Yes, it’s very difficult at times to manage the business and family life. Yes, I hate that I NEVER get to sleep. I hate that I have to drag my girls to the cake shop or deliveries. Yes, it gets frustating that I can only do so much because I am not in LA, or because I don’t have Mom and Dad to shell out a lump of cash to get a storefront. I can’t bake every single day and get samples to everyone I can think of. I can’t take every order that comes my way. The most frustrating thing is that I know what I am capable of, but cannot fulfill my potential. I can’t do all the things I want to with the business…and it sucks. Then, while I am getting down on myself for not doing more…I realize, now’s just not the time. As much as i want to “do it all” now, I’d rather be the soccer mom, the mom that spends every possible minute with these girls, cause they are growing fast. I’m not gonna lie, I do wish I had more time in the day. Plus, it totally bugs me when I see these single gals (with no family, or other responsibilities) hustling half as much as I would. I am struggling with my competitive nature daily and constantly turning to my girls for reassurance that I AM doing enough for both the business and them. 

So, that’s that, I got my cupcakes delivered, but missed a very important game. Just another day in the life of a baker trying to raise her girls and balance life.

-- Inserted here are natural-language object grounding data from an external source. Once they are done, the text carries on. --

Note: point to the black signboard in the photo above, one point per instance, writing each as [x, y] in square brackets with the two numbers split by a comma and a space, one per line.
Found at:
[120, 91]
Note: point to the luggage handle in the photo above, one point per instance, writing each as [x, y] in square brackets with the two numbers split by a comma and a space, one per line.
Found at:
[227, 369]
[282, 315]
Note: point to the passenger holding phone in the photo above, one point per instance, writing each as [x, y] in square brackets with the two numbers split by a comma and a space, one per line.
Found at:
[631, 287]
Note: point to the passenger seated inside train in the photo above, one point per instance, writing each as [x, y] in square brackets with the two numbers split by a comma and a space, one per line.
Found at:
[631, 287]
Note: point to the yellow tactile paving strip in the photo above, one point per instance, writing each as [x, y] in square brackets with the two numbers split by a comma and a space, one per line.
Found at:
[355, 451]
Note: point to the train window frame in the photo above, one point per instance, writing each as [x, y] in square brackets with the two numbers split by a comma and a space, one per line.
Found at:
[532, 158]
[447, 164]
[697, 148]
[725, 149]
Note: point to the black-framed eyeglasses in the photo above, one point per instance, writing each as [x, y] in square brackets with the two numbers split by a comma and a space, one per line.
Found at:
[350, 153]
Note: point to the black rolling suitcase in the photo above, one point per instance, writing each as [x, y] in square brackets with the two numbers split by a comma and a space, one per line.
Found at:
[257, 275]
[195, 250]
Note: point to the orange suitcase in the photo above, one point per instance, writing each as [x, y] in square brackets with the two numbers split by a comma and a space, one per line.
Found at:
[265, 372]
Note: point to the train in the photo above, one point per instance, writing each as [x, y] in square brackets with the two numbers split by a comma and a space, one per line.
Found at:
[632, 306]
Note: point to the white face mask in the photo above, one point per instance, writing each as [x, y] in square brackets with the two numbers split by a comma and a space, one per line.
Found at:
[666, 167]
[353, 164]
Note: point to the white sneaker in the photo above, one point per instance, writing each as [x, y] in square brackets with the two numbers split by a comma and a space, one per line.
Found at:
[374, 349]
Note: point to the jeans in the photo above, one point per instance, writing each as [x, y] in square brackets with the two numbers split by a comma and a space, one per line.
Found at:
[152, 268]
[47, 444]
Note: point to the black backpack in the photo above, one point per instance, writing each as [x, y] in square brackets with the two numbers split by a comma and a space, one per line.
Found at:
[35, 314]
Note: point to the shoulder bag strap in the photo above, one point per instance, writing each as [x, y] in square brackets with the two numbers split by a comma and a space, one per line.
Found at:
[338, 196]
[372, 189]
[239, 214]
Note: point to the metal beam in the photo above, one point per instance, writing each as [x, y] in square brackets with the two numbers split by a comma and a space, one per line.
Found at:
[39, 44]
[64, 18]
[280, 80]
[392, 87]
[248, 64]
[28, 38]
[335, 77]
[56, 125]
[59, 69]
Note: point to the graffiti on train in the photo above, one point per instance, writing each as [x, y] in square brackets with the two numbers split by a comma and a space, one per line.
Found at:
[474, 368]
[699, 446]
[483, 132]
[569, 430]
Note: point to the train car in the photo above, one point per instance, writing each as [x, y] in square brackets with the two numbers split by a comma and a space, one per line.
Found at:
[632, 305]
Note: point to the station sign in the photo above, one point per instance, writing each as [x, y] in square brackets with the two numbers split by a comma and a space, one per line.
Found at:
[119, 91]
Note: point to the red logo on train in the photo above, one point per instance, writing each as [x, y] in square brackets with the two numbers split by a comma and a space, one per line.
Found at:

2 Responses to “Shut it down.”

  1. Justin Says:

    Monica, i don’t know you all too well, i only know you from the tweets you send out and that you own and run Two Parts Sugar. And i know that God loves you so much. I know this because, look how much love you have for your kids. You’re a wonderful mother, and an amazing baker, and your kids love you so much. Please Keep your head up, it’s people like you who need to succeed in this world, you deserve every bit of it. You’re a role model to alot of mothers out there

    Take care and stay strong, God bless

  2. jenny Says:

    Gosh, how stressful! I’ve had similar meltdowns, and I’m going through a little period of doubt at the moment, I can appreciate some of your pain, but I’m not even a mom, so I cant appreciate how hard it is to try and fit that in as well as everything else! I hope you work it out and manage to get some sleep into your life too!